«I giardini pubblici del centro non sono un elemento decorativo: sono infrastrutture urbane essenziali, al pari di strade, piazze e servizi. In una città con una densità abitativa elevata e poche aree verdi centrali, il loro utilizzo dovrebbe essere favorito, non limitato»
SASSARI - Proteste a Sassari per una gestione dei giardini pubblici giudicata insufficiente. «Orari di apertura incompatibili con la vita lavorativa»: In inverno i giardini chiudono già alle 17–18. Questo significa, di fatto, che chi lavora con orari standard non ha alcuna possibilità di usufruirne nei giorni feriali. Uno spazio pubblico finanziato e mantenuto con risorse collettive diventa così accessibile solo a una parte limitata della popolazione. Dal punto di vista dell’equità e dell’utilità sociale, questa scelta è difficile da giustificare.
«Unico spazio verde centrale, accesso limitato»: Nel centro di Sassari i giardini pubblici rappresentano l’unico vero polmone verde. Limitare l’accesso a un’infrastruttura così strategica ha conseguenze dirette su benessere, socialità e salute mentale, soprattutto nei mesi invernali, quando le alternative sono già ridotte. Chiusure legate al maltempo: una gestione poco razionale
I giardini dovrebbero aprire alle 8:00, ma oggi, 9 gennaio 2026, alle 10:00, i cancelli erano ancora sbarrati per una pioggia leggera caduta all'alba. Chiudere un parco per una pioggia moderata non è una misura di sicurezza, ma un segnale di rinuncia gestionale che penalizza i cittadini senza una reale giustificazione tecnica.
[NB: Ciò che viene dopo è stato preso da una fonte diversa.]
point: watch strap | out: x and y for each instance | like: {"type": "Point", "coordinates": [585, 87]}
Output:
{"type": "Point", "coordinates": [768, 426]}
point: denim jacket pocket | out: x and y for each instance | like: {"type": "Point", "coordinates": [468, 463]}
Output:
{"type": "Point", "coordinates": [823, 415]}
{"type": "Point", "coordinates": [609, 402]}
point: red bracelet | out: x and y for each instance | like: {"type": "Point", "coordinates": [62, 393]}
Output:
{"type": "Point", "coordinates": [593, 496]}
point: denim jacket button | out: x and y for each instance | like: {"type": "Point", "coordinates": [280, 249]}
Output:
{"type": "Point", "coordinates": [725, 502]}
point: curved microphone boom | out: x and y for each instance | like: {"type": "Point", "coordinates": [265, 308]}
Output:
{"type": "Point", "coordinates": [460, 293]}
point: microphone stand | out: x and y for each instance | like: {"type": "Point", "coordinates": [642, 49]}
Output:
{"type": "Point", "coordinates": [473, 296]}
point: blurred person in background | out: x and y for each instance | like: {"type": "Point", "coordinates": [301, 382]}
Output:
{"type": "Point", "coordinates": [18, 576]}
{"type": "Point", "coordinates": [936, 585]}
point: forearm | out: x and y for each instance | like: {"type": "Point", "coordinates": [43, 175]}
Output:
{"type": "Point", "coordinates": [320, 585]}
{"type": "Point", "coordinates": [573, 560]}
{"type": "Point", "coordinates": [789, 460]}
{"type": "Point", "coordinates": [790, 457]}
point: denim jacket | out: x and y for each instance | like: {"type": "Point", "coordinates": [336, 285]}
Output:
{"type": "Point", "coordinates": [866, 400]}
La presenza di recinzioni con spine sopra trasmette l’idea che il verde pubblico sia qualcosa da difendere dai cittadini, anziché uno spazio da condividere con loro. Protezione e accessibilità non sono concetti opposti: molte città dimostrano che è possibile tutelare il patrimonio verde senza trasformarlo in uno spazio chiuso e ostile. L’assenza di aree verdi dedicate ai cani ha un effetto diretto sul decoro urbano. Quando non esistono spazi adeguati, i bisogni finiscono inevitabilmente su marciapiedi e strade. Questo non è un problema di civiltà dei cittadini, ma di mancanza di pianificazione degli spazi pubblici.
In sintesi, limitare l’accesso all’unico spazio verde del centro non è una questione marginale, ma un problema strutturale di vivibilità urbana. I giardini pubblici dovrebbero essere aperti, accessibili e integrati nella vita quotidiana della città, non trattati come spazi da chiudere preventivamente. Portare attenzione su questo tema significa discutere di che tipo di città vogliamo: una città che investe nel verde come bene comune, o una che lo rende formalmente pubblico ma di fatto inaccessibile.